Vehicle: 1970 Plymouth Hemi ‘Cuda Convertible
Original List Price: $4,400
SCM Valuation: $2,475,000
Tune Up Cost: $1,000
Chassis Number Location: VIN plate on the driver’s side dash

What’s the value of a 1970 Hemi Cuda?

Mecum estimates that this car will sell for between $600,000 and $800,000; if it had a manual transmission, a convertible top, and/or a 1971 VIN it’d definitely be higher (witness this lovely purplish-blue ’71 four-speed droptop, which Mecum sold last year for $3.5 million).

What is the rarest Plymouth Cuda?

France isn’t exactly known for muscle cars, but it may soon deserve credit for the most expensive one ever sold. A rare 1971 Plymouth Hemi ‘Cuda Convertible is coming up for sale at the Mecum Auctions event in Indianapolis, with an estimated value of $6 million.

What is the value of a 1971 Hemi Cuda?

Think about this: One 1971 Hemi ‘Cuda convertible sold for a whopping $3.3 million, according to Road and Track. The answer is, they didn’t. There, we said it. All Hemi ‘Cudas are rare and convertibles are like the creme-de-la-creme of rarity. These cars were very, very expensive, even back then and too rare to be sourceable.

How many Hemi cars were built in 1971?

Rated at the same 425hp, these were the baddest Challengers on the road and though the 1970 gets the nod as the best Challenger hemi you can buy, the 1971 hemi would be similarly just as quick through the quarter – in the mid 13-second range. Sadly, only 47 would be produced for 1971.

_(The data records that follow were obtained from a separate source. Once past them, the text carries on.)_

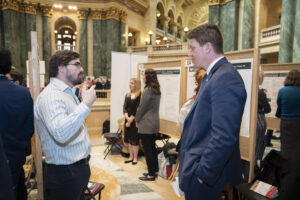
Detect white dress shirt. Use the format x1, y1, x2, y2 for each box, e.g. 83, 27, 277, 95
206, 56, 224, 75
34, 78, 91, 165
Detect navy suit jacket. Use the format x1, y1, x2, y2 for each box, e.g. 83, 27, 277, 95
0, 76, 34, 170
0, 136, 15, 200
179, 57, 247, 197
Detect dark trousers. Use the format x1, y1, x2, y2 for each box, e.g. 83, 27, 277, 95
266, 129, 273, 145
17, 167, 27, 200
10, 166, 27, 200
140, 134, 158, 176
44, 164, 91, 200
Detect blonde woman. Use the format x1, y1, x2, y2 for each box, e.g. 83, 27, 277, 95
123, 78, 141, 165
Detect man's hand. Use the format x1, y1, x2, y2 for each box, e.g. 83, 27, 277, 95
128, 115, 134, 123
197, 178, 203, 184
81, 82, 96, 107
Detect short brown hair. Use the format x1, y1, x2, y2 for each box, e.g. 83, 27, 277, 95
187, 24, 224, 54
284, 69, 300, 86
49, 50, 80, 78
130, 78, 141, 92
145, 68, 161, 95
258, 70, 265, 85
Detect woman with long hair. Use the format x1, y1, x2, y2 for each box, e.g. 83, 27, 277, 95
276, 69, 300, 156
135, 68, 161, 181
123, 78, 141, 165
177, 68, 206, 132
254, 70, 271, 166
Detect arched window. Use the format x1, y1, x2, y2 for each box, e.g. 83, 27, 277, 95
156, 3, 165, 30
54, 16, 77, 51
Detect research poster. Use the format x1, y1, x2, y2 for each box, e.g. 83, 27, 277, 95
140, 67, 180, 122
185, 60, 197, 99
229, 58, 253, 137
260, 71, 288, 117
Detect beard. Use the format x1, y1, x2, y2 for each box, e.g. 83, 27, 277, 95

How many 1970 Plymouth Cuda convertibles were made?

There were 596 Gran Coupe convertibles produced in 1970. Considering they had the highest price of any base Barracuda, the Cuda performance models sold well in 1970. The hardtop had a production run of 18,880 while 635 convertibles were produced. Base price was $3,164 for the hardtop and $3,433 for the convertible.

What happened to Nash Bridges’ Plymouth Hemi ‘Cuda?

Naturally, many have wondered whatever happened to the famous Mopar and we have the answer. What might shock anyone who watched Nash Bridges and fantasized about driving the Hemi ‘Cuda is that the whole thing was a farce.